I don't know how to write this. 

I feel lonely. If you want to talk about how out of everybody you've dated, I'm the most unhappy one? 

Out of everybody I've dated, I've felt the most sad and unhappy in this one. 

Do you know when I talk about how I don't even think you'll dance with me if we get married? I feel like that for nearly everything in our lives. 

I don't think you would go on one of those lovely hiking trips that I go with my friends. I'm nervous to have people I like meet with you, cause in the past 2 years, nearly every time I get excited about people or something, it seems like you'll end up hating them. Like, everything I'm excited about becomes a negative experience. And at best, just neutral. Nowadays, everything is just neutral.

I don't think I'll dance with you. 

I don't think I'll ever work with you. 

I don't think I'll buy a house and work on it together with you. Build a home together. 

I can't even get you to get a new towel for me when I shower.


It's not that I don't think you would. I think you would for some reason hate everything about it. If we get married, on our wedding day, all I'll think about is how you hate dancing.

If I do go on a hiking trip with you, all I'll think about is how much you hate hiking. How your knees hurt. How my friends treat you and how you feel. 

I was so excited to go to a craft fair, and nearly the entire time, all I felt was how much you hate it there. I wanted to get gifts for friends, and gifts for your mom and just happy Christmas things and all I was thinking of was how this will be the rest of my life with you, me just feeling lonely. I was surrounded by things that would make me happy and I wanted to share them with you and share just love for people with you and all I felt was just that I was alone in it. 

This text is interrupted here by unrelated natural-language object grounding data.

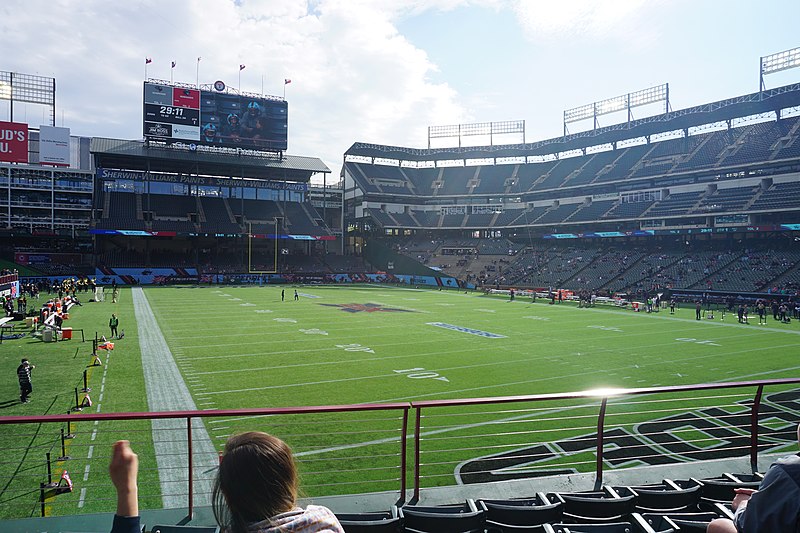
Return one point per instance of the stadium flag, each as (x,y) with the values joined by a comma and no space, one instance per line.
(66,479)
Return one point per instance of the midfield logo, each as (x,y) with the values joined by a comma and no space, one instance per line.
(369,308)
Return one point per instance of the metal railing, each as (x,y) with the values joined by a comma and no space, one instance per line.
(351,449)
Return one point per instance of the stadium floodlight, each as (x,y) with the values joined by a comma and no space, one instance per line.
(28,88)
(623,102)
(478,128)
(778,62)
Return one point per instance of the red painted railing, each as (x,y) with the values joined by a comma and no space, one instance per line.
(428,442)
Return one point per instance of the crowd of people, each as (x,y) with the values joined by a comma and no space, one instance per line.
(256,489)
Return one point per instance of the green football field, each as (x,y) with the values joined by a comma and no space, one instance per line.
(243,347)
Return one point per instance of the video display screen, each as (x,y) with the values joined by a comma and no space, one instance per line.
(177,114)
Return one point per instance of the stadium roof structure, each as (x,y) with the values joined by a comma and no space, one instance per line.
(138,155)
(723,110)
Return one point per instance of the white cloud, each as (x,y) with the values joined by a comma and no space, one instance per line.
(564,19)
(354,77)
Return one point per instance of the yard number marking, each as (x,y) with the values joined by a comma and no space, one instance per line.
(421,373)
(696,341)
(606,328)
(355,348)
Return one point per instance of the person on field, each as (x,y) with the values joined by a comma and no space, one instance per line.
(255,490)
(24,377)
(113,324)
(774,507)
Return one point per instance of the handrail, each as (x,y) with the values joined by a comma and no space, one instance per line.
(601,395)
(211,413)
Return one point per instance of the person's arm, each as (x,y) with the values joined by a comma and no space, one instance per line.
(772,508)
(123,469)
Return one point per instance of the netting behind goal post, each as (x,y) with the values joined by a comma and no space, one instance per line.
(262,248)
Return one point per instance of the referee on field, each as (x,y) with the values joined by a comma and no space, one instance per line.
(24,375)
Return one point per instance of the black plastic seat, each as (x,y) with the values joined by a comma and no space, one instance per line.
(503,516)
(593,509)
(384,525)
(185,529)
(445,519)
(614,527)
(371,522)
(721,490)
(665,499)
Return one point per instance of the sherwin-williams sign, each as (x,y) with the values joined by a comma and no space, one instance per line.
(13,142)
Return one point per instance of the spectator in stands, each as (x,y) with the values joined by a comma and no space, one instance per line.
(775,506)
(24,376)
(255,490)
(123,470)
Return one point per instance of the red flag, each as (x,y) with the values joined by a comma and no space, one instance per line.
(66,479)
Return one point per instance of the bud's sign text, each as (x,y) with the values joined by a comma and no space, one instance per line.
(13,142)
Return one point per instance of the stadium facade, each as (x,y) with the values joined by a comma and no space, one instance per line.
(724,167)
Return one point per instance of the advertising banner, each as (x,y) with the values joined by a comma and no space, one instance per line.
(13,142)
(54,146)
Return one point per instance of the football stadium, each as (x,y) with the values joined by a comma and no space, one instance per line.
(599,328)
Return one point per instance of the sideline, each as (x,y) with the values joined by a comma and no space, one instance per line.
(166,391)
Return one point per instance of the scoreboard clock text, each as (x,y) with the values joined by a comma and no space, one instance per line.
(172,114)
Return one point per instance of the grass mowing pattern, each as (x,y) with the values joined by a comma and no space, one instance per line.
(59,369)
(243,347)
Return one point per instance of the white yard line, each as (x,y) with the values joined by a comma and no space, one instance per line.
(166,391)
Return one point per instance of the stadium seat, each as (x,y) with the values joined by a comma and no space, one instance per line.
(592,508)
(510,514)
(185,529)
(721,490)
(385,525)
(372,522)
(664,499)
(615,527)
(445,519)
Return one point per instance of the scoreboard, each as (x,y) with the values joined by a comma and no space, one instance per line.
(171,113)
(180,114)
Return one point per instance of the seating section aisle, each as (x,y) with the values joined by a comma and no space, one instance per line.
(665,507)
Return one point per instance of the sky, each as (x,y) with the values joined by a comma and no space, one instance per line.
(383,71)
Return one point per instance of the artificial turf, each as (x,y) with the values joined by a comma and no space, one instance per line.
(242,347)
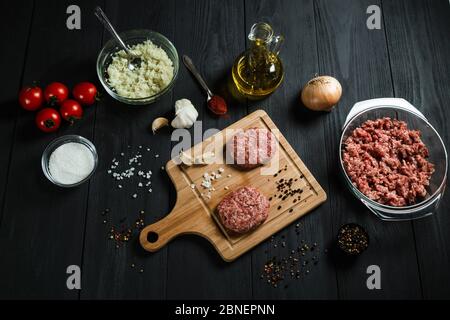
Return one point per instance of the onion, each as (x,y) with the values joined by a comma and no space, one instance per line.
(321,93)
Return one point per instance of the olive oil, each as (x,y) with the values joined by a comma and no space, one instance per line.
(258,72)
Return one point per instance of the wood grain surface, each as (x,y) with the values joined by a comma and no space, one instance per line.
(44,229)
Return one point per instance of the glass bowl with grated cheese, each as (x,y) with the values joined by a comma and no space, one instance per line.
(154,78)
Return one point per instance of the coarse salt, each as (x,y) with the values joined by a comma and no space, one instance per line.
(71,163)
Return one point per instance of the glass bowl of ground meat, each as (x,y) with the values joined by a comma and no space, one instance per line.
(393,160)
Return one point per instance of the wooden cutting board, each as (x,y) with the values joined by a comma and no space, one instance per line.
(194,211)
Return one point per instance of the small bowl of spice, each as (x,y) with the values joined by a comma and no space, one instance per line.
(352,239)
(69,161)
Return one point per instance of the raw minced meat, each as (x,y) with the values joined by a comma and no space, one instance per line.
(388,162)
(252,147)
(243,209)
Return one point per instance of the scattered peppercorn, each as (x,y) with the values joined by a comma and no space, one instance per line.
(352,239)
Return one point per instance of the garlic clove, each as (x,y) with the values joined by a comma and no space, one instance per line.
(158,123)
(185,159)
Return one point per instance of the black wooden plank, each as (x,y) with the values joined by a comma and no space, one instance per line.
(15,29)
(358,57)
(419,46)
(42,227)
(305,131)
(211,33)
(108,271)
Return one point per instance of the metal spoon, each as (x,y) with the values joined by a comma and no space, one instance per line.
(190,65)
(134,61)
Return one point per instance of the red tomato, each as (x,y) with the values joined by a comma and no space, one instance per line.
(71,111)
(30,98)
(85,93)
(48,120)
(55,93)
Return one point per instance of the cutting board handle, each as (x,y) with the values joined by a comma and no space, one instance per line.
(155,236)
(183,219)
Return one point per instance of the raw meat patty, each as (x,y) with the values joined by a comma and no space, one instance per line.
(252,147)
(243,209)
(388,162)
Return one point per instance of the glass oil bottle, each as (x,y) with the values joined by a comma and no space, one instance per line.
(258,72)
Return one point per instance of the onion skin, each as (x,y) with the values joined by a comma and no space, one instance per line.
(321,93)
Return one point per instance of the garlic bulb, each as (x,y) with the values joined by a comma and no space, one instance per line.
(185,114)
(158,123)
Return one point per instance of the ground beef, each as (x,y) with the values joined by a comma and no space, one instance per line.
(252,147)
(243,210)
(387,162)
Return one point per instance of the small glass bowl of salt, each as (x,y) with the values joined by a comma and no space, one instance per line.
(69,161)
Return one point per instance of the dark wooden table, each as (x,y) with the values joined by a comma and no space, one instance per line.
(44,229)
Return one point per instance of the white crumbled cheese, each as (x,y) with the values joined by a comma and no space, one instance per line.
(71,163)
(154,74)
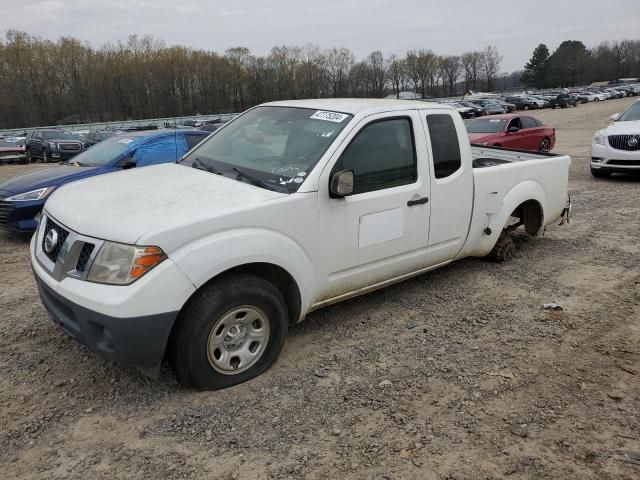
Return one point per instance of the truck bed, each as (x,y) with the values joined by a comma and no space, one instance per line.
(484,157)
(503,179)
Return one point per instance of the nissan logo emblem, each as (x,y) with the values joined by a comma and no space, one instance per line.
(50,241)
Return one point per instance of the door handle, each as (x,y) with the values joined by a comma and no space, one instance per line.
(419,201)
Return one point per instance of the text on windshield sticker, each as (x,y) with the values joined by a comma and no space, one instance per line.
(329,116)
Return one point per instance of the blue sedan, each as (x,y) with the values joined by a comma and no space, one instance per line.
(22,197)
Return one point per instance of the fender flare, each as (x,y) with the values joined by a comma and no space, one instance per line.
(201,262)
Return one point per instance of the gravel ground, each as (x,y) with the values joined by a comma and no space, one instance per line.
(487,384)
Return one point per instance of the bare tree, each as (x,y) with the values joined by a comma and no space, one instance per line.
(491,60)
(338,63)
(451,68)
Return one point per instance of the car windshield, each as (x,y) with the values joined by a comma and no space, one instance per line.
(103,153)
(631,114)
(56,135)
(481,125)
(269,147)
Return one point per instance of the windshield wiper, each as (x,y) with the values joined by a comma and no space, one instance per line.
(254,181)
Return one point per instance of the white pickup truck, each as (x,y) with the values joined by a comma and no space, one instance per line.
(290,207)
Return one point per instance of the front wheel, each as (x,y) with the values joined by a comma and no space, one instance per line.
(231,332)
(600,173)
(545,146)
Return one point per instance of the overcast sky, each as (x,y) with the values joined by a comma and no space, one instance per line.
(445,26)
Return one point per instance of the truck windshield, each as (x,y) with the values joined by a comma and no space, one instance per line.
(492,125)
(270,147)
(631,114)
(103,153)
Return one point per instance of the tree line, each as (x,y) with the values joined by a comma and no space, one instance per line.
(44,82)
(573,64)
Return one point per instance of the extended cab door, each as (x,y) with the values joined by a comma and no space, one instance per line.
(451,185)
(380,232)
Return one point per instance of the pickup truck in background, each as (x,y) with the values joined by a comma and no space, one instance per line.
(289,207)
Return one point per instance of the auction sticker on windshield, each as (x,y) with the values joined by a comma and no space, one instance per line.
(329,116)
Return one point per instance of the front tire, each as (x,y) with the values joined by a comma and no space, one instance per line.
(545,146)
(600,173)
(231,332)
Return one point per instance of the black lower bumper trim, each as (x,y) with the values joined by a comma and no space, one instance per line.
(139,341)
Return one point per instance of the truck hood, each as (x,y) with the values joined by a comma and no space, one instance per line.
(46,177)
(622,128)
(124,206)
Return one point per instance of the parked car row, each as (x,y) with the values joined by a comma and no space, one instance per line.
(12,150)
(22,197)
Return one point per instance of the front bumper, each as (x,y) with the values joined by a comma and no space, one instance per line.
(137,341)
(129,324)
(18,217)
(608,159)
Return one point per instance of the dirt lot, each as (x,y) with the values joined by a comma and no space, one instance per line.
(488,385)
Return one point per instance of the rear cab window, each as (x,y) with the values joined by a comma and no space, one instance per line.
(444,145)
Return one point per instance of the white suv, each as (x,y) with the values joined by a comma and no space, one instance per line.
(617,147)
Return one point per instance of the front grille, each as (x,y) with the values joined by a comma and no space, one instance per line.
(68,146)
(85,255)
(630,163)
(629,143)
(62,235)
(5,210)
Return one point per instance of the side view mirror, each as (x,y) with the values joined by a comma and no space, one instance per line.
(126,162)
(341,184)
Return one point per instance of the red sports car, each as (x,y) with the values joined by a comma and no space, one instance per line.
(520,132)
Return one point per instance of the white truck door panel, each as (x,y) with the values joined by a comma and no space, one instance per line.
(451,185)
(381,227)
(374,235)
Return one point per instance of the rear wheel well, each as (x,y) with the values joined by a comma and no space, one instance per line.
(274,274)
(530,215)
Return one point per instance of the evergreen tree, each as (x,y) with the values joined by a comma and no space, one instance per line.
(536,70)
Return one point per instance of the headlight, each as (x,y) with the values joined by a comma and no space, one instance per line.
(120,264)
(32,195)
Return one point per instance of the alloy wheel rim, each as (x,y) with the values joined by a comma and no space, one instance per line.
(238,339)
(545,146)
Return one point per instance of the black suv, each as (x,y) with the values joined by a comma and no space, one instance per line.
(52,145)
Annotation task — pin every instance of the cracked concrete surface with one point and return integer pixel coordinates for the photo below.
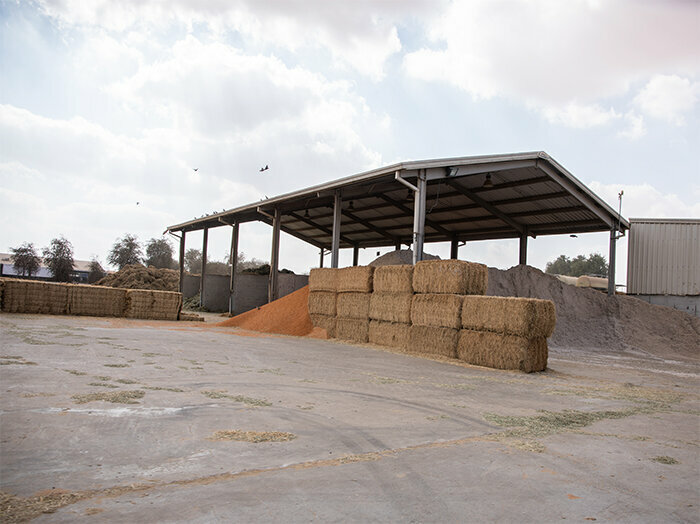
(380, 436)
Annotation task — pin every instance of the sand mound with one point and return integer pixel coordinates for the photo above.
(398, 258)
(140, 277)
(288, 315)
(590, 319)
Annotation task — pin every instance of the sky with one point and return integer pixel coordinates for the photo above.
(107, 107)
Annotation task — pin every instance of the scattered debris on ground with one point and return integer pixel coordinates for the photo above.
(137, 276)
(255, 437)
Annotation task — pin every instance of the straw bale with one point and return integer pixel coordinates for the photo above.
(496, 350)
(435, 340)
(393, 279)
(391, 307)
(96, 301)
(32, 296)
(323, 279)
(526, 317)
(450, 276)
(355, 279)
(326, 322)
(352, 329)
(389, 334)
(437, 310)
(322, 303)
(353, 305)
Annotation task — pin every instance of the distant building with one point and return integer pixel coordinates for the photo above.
(81, 268)
(663, 264)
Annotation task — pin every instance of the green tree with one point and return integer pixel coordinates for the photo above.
(58, 257)
(125, 251)
(159, 253)
(96, 273)
(593, 264)
(25, 259)
(193, 260)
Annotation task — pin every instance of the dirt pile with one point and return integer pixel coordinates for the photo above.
(288, 315)
(590, 319)
(141, 277)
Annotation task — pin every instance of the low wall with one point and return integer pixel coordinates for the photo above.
(250, 290)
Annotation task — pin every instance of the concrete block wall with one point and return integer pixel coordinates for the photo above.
(251, 290)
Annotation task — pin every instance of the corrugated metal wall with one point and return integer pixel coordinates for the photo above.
(664, 257)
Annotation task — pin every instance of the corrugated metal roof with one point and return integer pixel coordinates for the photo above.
(664, 257)
(530, 192)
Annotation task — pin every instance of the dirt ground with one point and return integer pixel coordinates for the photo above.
(128, 421)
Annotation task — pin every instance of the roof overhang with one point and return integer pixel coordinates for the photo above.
(530, 194)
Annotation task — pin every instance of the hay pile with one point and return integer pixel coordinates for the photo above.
(33, 296)
(139, 277)
(96, 301)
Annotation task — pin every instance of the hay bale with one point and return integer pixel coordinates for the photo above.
(33, 296)
(389, 334)
(323, 279)
(496, 350)
(526, 317)
(322, 303)
(352, 329)
(391, 307)
(96, 301)
(393, 279)
(356, 279)
(353, 305)
(450, 276)
(435, 340)
(326, 322)
(437, 310)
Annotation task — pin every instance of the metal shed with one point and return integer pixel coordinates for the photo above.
(452, 200)
(663, 264)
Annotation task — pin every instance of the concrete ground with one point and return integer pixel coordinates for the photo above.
(363, 434)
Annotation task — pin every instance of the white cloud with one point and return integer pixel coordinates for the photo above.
(360, 35)
(635, 126)
(561, 57)
(668, 97)
(581, 116)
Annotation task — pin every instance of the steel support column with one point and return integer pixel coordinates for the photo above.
(273, 283)
(523, 250)
(182, 263)
(234, 262)
(454, 249)
(335, 247)
(419, 217)
(611, 262)
(205, 240)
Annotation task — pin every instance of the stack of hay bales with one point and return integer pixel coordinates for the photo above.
(390, 306)
(32, 296)
(436, 309)
(506, 332)
(355, 286)
(96, 301)
(152, 305)
(323, 287)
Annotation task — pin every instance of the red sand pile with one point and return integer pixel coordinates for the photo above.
(288, 315)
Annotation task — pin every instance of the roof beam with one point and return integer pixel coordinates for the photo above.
(488, 207)
(430, 223)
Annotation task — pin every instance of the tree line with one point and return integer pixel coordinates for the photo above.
(58, 258)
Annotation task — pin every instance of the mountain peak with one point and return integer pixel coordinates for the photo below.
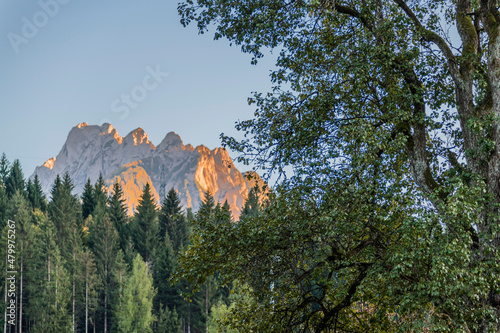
(138, 137)
(172, 139)
(49, 164)
(92, 150)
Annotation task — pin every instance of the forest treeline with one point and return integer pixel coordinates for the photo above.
(83, 265)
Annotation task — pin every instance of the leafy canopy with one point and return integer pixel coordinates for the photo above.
(389, 220)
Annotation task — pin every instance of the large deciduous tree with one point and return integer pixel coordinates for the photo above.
(392, 129)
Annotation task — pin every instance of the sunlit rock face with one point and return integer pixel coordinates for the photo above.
(134, 160)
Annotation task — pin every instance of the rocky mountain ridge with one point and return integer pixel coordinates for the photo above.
(91, 150)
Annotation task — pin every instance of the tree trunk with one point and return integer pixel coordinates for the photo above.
(21, 296)
(206, 308)
(86, 304)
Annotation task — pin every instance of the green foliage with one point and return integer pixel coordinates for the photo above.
(15, 181)
(172, 221)
(136, 304)
(252, 203)
(168, 321)
(105, 246)
(88, 200)
(64, 211)
(118, 215)
(390, 220)
(145, 227)
(4, 168)
(36, 195)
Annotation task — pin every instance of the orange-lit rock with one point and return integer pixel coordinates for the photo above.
(91, 150)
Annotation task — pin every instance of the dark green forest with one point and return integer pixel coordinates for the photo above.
(83, 265)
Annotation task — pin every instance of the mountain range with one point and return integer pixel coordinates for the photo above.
(133, 160)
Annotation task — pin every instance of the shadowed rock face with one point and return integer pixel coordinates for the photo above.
(134, 160)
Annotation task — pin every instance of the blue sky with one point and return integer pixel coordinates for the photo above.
(83, 58)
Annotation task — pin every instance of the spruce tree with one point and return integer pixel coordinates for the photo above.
(252, 204)
(105, 247)
(23, 231)
(64, 211)
(172, 221)
(206, 211)
(136, 304)
(167, 294)
(3, 205)
(36, 195)
(100, 193)
(15, 180)
(91, 284)
(118, 215)
(4, 168)
(168, 321)
(88, 201)
(49, 287)
(146, 226)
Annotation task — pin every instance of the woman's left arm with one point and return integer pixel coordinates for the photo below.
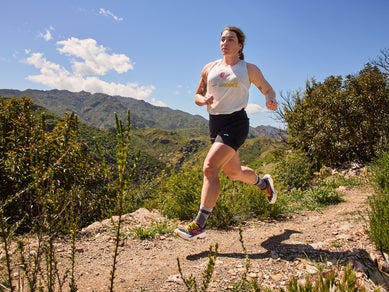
(256, 77)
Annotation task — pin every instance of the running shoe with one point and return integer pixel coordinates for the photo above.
(269, 191)
(190, 232)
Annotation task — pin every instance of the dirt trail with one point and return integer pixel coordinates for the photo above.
(278, 250)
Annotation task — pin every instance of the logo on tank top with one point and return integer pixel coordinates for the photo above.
(222, 81)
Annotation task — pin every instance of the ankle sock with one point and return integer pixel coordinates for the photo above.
(202, 216)
(261, 183)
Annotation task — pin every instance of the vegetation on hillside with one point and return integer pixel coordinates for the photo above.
(54, 180)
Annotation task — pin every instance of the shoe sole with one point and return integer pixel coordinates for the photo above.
(184, 235)
(270, 180)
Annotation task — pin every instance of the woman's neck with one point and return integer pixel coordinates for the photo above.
(231, 61)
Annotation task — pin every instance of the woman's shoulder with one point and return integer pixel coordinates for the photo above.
(210, 65)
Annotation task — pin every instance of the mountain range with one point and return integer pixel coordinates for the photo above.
(98, 110)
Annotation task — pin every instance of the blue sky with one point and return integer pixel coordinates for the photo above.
(154, 50)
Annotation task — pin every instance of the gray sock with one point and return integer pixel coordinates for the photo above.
(261, 183)
(202, 216)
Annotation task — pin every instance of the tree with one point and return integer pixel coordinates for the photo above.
(340, 120)
(382, 61)
(44, 172)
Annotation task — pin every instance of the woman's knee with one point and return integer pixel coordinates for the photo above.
(210, 171)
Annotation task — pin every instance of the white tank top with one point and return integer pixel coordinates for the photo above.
(229, 86)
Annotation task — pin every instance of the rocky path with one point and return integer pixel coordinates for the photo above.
(277, 250)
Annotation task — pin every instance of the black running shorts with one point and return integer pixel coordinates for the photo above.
(230, 129)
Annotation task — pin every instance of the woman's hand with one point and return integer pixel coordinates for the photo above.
(271, 104)
(204, 100)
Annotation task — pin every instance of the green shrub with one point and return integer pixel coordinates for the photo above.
(150, 232)
(380, 170)
(294, 171)
(237, 202)
(379, 203)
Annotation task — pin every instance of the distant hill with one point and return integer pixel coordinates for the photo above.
(98, 110)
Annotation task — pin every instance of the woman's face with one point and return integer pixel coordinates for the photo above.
(229, 44)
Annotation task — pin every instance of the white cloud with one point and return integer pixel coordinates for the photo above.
(92, 61)
(94, 58)
(105, 12)
(156, 102)
(254, 108)
(47, 36)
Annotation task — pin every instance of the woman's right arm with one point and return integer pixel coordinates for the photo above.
(200, 96)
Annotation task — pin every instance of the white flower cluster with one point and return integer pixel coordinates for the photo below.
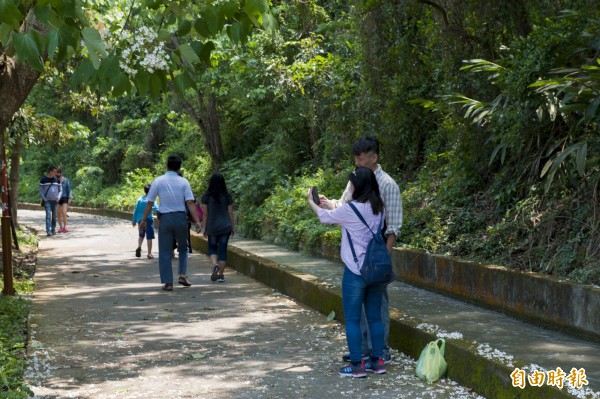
(433, 329)
(142, 50)
(488, 352)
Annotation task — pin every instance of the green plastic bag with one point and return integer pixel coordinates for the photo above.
(431, 365)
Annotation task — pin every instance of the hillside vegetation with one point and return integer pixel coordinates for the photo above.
(487, 111)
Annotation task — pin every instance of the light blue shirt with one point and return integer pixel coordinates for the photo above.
(172, 190)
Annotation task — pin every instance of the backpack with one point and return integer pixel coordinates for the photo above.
(377, 266)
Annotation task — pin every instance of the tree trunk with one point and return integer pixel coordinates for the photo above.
(13, 181)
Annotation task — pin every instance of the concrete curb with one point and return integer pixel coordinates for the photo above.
(489, 378)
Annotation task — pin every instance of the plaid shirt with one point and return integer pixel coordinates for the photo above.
(390, 193)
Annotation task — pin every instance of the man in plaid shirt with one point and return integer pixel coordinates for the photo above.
(366, 154)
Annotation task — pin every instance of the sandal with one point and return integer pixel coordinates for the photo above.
(184, 281)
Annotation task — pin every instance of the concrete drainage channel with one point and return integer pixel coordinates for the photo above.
(488, 377)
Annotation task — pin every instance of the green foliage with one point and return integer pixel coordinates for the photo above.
(286, 219)
(496, 156)
(13, 340)
(14, 313)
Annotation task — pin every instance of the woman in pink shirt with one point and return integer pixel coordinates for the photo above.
(355, 290)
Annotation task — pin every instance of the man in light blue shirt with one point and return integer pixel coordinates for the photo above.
(175, 195)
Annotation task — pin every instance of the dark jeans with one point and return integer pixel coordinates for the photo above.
(356, 294)
(51, 216)
(217, 245)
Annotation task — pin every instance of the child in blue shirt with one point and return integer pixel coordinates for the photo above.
(138, 214)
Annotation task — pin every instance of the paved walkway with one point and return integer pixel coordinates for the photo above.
(498, 335)
(101, 327)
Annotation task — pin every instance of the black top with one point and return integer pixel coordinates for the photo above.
(217, 220)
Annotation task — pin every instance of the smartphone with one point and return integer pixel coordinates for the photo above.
(316, 195)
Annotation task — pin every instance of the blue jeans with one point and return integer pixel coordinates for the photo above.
(172, 226)
(356, 294)
(217, 245)
(385, 318)
(51, 216)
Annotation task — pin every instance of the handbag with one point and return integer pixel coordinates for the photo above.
(48, 189)
(431, 365)
(377, 265)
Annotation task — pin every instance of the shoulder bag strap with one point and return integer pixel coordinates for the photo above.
(48, 189)
(362, 219)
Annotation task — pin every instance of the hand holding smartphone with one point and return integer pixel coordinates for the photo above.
(315, 193)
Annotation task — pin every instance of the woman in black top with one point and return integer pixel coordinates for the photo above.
(217, 206)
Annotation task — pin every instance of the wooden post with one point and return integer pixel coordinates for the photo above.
(6, 233)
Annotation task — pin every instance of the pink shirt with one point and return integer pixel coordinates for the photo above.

It feels like I can never do anything that will make me happy with you. I want to share my life with you and it just feels like you hate everything about it. I want to interview at companies with you, I want to bitch about work with you, I want to paint the house with you, I want to make dinner with you, I want to go Christmas shopping with you and workout with you, I want to do all these normal human things with you and it just feels like I'm alone in all of it. 

I look at other couples, and I feel so envious. Hearing stories from other couples lives. People going away on cabin trips, people just literally going to dinner, making dinner together. Liz and Steven demolishing a wall together. Clarisse and Danny buying gifts for friends together. Honestly, just Danny doing everything for Clarisse. Nandhini and Matt going on just fucking fun parties and vacations. Just even Ben loving and caring for Teddy and Hoi Hoi because Vy loves Teddy and Hoi Hoi. I can't even get you to get excited about my pups and the things I love. I had pups for a few days and you did all you could to just be far away from me. 

And that's okay to a certain extent. But you won't care for me the way I want to be cared about. I like my quality time and my acts of service. It's probably this too. All that just makes me feel like I'm uncared for. That you're selfish and we only ever do things you want to do. That there's no space in your life for me, even for a couple hours of make pretend where you pretend to give a shit. 

I got so excited when you got excited about my plants. And it feels like for the rest of my life with you, I just won't ever get excited about things anymore.